Judge Azrack found M.V. to be credible, her fluency in English to be impressive given the short two years M.V. had been speaking the language, and found her to be intelligent and well-spoken. M.V. testified that she has friends who speak English and friends who speak Spanish. She visits friends in their homes and invites friends to her home. Four days a week, M.V. attends church for either services, youth group or choir rehearsal. In terms of extended family, she has lived with or near her aunt and cousins since arriving in Brooklyn, and has a great uncle in this district who she sees every week or two. Finally, M.V. receives high marks in school, has a particular aptitude for the sciences and math, and hopes to become a lawyer. Much of M.V.'s social and educational life mirrors the one she enjoyed at home in Mexico, where she lived in close proximity to most of her extended family, performed extremely well in school, and was actively involved in the church.

When asked whether she wanted to return to Mexico, M.V. indicated that she does not. She gave several reasons: she's made friends here, is "more comfortable" here, believes it's easier to become a lawyer here, wants to attend college here and because it's "pretty" here. When asked specifically what about Mexico she did not like, she stated that she did not like that people gossiped about her family's




problems. She feared it would continue if she returned. She also feared that she might not achieve her goal of becoming a lawyer were she to return to Mexico. M.V. complained that teachers in Mexico provided less assistance in class than her teachers do here. She claimed that if ordered to return to Mexico, she will do so, but she will not live with her father because she doesn't "want anything to happen again." Thus, she would return to live with Respondent's mother, who also lives in Cardenas.
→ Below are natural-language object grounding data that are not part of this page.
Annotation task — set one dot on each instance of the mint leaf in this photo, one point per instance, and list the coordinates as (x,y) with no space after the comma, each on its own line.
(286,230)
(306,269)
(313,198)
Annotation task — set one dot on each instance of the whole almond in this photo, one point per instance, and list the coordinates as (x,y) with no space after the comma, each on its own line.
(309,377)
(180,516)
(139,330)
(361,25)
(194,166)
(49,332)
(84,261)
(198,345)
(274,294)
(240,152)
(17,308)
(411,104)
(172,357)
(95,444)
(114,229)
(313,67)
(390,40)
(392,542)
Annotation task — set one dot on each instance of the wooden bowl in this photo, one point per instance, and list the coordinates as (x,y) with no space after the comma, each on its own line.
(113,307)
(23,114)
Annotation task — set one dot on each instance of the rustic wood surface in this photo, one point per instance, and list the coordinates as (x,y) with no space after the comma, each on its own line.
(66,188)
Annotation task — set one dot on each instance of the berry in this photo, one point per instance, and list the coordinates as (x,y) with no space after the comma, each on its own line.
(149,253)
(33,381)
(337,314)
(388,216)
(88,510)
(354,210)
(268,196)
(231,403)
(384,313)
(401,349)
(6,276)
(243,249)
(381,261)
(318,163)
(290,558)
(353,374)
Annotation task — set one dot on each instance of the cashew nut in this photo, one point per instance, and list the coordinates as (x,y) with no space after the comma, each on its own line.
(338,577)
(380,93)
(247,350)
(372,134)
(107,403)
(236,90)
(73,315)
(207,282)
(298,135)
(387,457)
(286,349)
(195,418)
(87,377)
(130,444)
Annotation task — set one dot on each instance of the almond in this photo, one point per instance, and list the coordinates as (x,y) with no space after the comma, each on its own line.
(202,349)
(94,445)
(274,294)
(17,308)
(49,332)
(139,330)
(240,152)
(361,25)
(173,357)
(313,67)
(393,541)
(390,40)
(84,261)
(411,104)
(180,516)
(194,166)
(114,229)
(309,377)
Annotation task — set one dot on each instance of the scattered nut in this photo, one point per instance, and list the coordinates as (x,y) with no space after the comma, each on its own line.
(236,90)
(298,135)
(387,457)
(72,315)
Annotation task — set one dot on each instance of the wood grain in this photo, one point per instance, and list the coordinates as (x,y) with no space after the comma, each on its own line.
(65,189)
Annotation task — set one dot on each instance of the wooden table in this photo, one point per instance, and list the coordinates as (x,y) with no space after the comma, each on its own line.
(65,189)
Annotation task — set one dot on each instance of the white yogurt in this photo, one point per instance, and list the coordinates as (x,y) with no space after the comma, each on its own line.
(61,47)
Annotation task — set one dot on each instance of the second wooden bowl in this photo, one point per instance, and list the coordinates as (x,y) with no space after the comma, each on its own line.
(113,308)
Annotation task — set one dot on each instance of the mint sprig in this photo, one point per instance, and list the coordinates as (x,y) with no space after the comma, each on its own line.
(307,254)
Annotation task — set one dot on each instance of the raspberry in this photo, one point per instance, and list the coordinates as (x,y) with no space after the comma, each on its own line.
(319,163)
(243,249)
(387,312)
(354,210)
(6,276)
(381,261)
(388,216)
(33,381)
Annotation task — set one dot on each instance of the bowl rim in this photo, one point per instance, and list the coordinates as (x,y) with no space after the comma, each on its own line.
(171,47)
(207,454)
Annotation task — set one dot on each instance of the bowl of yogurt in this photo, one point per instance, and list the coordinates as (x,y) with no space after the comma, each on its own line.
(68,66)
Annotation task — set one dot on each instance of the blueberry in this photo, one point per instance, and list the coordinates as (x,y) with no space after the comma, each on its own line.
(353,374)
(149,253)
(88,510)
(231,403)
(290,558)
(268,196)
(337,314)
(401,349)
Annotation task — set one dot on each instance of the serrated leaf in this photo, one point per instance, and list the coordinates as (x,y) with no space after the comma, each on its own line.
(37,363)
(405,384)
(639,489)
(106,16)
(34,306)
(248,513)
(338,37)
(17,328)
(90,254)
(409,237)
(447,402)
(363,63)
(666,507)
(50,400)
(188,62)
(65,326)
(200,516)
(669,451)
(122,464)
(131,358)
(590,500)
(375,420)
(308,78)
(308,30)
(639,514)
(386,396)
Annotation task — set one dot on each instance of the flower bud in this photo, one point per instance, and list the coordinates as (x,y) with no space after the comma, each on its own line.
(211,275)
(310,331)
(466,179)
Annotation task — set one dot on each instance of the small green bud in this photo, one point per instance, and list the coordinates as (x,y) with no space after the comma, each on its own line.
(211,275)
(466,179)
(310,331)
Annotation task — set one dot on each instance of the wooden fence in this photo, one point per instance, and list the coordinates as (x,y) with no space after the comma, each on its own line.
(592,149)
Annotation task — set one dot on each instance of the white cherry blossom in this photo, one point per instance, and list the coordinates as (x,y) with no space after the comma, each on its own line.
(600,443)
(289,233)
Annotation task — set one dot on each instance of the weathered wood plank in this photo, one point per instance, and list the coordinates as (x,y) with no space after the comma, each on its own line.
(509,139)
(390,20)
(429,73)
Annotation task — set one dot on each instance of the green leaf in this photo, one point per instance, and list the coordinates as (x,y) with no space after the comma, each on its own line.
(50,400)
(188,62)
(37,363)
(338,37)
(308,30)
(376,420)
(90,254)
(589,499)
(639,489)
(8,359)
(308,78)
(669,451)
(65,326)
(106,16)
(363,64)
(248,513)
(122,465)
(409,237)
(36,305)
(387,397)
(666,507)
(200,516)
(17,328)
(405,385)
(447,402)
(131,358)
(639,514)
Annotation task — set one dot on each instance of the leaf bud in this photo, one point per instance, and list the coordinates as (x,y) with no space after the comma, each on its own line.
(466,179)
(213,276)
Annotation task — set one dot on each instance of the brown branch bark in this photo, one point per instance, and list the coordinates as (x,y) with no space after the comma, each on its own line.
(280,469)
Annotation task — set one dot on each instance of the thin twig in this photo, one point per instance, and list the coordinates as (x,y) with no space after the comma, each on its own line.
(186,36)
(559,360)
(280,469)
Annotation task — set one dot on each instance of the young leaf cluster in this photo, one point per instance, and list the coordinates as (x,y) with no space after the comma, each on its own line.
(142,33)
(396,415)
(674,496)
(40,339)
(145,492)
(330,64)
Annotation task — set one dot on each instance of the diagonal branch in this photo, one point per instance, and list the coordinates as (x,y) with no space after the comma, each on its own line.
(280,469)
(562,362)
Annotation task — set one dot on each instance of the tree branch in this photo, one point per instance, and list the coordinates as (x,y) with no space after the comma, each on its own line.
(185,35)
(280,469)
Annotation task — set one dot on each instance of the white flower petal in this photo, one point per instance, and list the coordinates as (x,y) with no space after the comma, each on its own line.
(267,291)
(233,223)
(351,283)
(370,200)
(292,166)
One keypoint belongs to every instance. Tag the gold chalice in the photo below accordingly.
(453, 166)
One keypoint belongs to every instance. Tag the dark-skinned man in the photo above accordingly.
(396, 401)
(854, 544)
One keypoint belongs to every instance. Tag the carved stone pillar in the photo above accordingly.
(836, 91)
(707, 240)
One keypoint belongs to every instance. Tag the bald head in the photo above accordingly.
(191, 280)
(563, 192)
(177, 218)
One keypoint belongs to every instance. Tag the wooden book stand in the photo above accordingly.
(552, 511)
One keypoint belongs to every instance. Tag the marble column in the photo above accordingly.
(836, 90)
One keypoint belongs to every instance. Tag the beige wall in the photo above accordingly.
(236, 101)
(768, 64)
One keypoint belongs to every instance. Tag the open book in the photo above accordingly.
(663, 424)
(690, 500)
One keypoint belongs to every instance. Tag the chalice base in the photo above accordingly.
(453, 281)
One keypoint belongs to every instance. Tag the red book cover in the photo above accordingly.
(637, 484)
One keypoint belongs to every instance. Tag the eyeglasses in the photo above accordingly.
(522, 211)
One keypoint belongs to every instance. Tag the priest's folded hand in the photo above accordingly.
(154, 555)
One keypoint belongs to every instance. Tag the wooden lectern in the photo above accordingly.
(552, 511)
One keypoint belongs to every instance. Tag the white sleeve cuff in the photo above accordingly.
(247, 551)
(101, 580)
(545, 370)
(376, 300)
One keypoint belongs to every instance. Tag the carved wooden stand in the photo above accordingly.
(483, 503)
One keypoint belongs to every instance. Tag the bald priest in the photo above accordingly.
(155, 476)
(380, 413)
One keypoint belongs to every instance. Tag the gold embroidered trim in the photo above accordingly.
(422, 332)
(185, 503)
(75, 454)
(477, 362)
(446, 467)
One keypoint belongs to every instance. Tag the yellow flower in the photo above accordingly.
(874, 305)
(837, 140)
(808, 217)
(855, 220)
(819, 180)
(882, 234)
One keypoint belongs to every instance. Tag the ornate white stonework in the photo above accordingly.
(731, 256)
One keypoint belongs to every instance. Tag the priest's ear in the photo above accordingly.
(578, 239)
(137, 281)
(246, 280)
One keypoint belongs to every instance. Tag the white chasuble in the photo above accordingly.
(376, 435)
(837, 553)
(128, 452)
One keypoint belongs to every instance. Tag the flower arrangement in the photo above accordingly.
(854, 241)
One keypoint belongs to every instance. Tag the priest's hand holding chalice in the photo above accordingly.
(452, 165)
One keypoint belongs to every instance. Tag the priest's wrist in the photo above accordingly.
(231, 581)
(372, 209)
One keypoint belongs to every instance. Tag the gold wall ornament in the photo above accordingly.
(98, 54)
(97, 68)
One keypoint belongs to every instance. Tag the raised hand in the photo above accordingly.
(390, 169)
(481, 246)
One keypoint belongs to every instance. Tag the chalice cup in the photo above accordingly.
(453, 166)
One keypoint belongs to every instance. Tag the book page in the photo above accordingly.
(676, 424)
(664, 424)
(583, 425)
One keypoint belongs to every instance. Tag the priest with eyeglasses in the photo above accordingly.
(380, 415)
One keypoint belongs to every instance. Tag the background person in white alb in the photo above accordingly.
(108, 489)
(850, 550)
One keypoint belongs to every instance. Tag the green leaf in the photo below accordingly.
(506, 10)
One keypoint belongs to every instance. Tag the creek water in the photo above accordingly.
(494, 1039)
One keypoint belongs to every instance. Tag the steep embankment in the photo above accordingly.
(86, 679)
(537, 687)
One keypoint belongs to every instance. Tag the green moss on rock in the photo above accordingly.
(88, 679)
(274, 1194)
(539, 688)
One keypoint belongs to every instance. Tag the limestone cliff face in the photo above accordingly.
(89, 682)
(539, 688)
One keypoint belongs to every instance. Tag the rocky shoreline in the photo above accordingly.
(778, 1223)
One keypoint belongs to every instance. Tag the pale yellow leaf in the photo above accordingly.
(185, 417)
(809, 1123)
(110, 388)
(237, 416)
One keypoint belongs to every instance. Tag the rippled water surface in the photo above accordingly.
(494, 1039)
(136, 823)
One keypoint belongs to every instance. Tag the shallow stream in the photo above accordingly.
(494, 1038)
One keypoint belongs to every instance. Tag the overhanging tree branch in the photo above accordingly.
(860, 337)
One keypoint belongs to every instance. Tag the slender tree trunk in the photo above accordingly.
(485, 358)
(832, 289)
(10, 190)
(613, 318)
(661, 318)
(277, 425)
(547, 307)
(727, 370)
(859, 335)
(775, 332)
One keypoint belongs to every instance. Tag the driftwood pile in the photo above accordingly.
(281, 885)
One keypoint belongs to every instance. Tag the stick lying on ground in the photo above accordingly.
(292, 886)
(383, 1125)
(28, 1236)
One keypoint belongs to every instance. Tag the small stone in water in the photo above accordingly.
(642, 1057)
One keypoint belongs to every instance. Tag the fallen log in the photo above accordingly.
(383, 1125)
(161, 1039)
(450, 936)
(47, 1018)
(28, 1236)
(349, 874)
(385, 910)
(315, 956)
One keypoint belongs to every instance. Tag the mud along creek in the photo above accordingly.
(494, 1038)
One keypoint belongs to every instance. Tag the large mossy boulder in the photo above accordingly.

On cross-examination, M.V. understood that she is in the United States illegally and could be deported. She understood that as a result she would be limited in certain ways (such as having to do off-the-books work-"[w]aitressing, things like that") but she was unaware of certain other limitations (such as being unable to acquire a driver license, be awarded federal financial aid for college, or becoming permanently excludable from the United States if deported). When specifically asked about deportation, she stated, "Until [I get deported], I have to make my life." She was aware that she'd have to "do [her] papers" before her presence in the United State could be legitimized, but knew no details other than that her aunt obtained legal status. She understood that her status currently prevents her from seeing any family in Mexico and that that situation will continue indefinitely if she is not repatriated. This makes her sad.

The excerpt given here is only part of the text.